TUNISIE: Essebsi et Marzouki au second tour de la présidentielle

Le second tour de la présidentielle en Tunisie opposera l’octogénaire Béji Caïd Essebsi, chef du parti anti-islamiste Nidaa Tounès, au président sortant Moncef Marzouki. Les deux hommes sont arrivés loin devant les autres candidats au premier tour qui s’est déroulé dimanche.

Comme prévu, l’ex-Premier ministre Béji Caïd Essebsi est arrivé en tête. Avec 39,46% des suffrages, il devance de six points le chef de l’Etat (33,43%), selon les résultats officiels annoncés ce mardi 25 novembre à l’issue du décompte des voix de ce scrutin historique.

Si l’écart de voix entre eux est important, il est bien moindre que ce que l’équipe de Béji Caïd Essebsi, 87 ans, et des sondages réalisés à la sortie des bureaux de vote prédisaient.

Loin derrière les deux hommes, Hamma Hammami, figure de proue de la gauche, arrive troisième avec 7,82% des voix.
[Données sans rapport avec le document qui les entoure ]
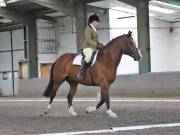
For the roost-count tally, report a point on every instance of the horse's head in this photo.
(130, 48)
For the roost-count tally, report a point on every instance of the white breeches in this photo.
(88, 54)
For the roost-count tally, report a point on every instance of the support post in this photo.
(32, 49)
(143, 35)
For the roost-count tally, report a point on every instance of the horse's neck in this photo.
(113, 54)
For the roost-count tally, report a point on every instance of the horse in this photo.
(102, 73)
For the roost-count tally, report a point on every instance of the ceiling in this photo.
(122, 7)
(31, 8)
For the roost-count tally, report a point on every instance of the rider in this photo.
(91, 43)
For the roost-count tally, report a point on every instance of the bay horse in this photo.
(102, 73)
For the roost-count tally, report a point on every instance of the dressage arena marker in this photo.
(90, 100)
(116, 129)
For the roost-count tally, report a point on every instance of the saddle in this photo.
(78, 58)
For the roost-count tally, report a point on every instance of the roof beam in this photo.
(95, 9)
(15, 16)
(175, 2)
(57, 5)
(129, 2)
(47, 18)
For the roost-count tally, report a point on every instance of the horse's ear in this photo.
(129, 33)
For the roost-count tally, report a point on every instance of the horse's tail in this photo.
(47, 92)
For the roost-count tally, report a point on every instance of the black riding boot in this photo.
(82, 69)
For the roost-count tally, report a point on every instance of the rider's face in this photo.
(95, 24)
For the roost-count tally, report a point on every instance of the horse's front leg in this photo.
(105, 98)
(72, 91)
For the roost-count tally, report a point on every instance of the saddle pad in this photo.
(78, 58)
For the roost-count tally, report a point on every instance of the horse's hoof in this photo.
(72, 112)
(111, 113)
(90, 109)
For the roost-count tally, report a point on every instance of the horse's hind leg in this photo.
(72, 91)
(53, 94)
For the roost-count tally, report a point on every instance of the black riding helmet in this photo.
(93, 18)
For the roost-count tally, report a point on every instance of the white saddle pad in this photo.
(78, 58)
Il est suivi de l’entrepreneur de tendance islamiste, habitant à Londres, Hechmi Hamdi (5,75%) et du richissime homme d’affaires et président de club de football Slim Riahi (5,55%). Ceux-ci n’ont dans l’immédiat donné aucune consigne de vote.

Date à déterminer

Les 22 autres candidats se partagent le reste des suffrages de ce scrutin dont le taux de participation s’est élevé à 62,9% des inscrits.
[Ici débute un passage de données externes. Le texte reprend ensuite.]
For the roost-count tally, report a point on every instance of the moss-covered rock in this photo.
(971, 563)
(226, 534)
La mission d’observation électorale de l’Union européenne a salué mardi un scrutin «crédible et transparent» et «l’attachement à la démocratie» des Tunisiens. Une exception dans la région, l’essentiel des pays du Printemps arabe ayant basculé dans la répression ou le chaos.

Après les législatives d’octobre, qui ont vu Nidaa Tounès l’emporter avec 86 élus devant les islamistes d’Ennahda (69 députés), ce scrutin présidentiel est le point d’orgue de la transition démocratique entamée après la «révolution de jasmin» de 2011 et l’éviction de Zine Ben Ali.

Le second tour aura lieu en décembre, mais sa date précise dépendra des éventuels recours en justice contre les résultats préliminaires, a indiqué l’instance électorale (ISIE). La campagne s’annonce d’ores et déjà vive. Les deux finalistes, au profil et au parcours très différents, ne cachent pas leur inimitié l’un pour l’autre.

Vives critiques

Béji Caïd Essebsi fait campagne pour rétablir le «prestige» de l’Etat après quatre années mouvementées. Une période marquée par l’essor d’une mouvance djihadiste armée, accusée d’attaques ayant tué des dizaines de soldats et d’avoir assassiné deux opposants à Ennahda. Il présente Moncef Marzouki comme le candidat des «islamistes» et même des «salafistes djihadistes».

«Pour un homme de droit, qui défend les droits de l’Homme, qui écrit des livres, un homme cultivé, un médecin, il y a quelque chose qui ne colle pas», a lâché Béli Caïd Essebsi mardi sur la chaîne d’information France 24.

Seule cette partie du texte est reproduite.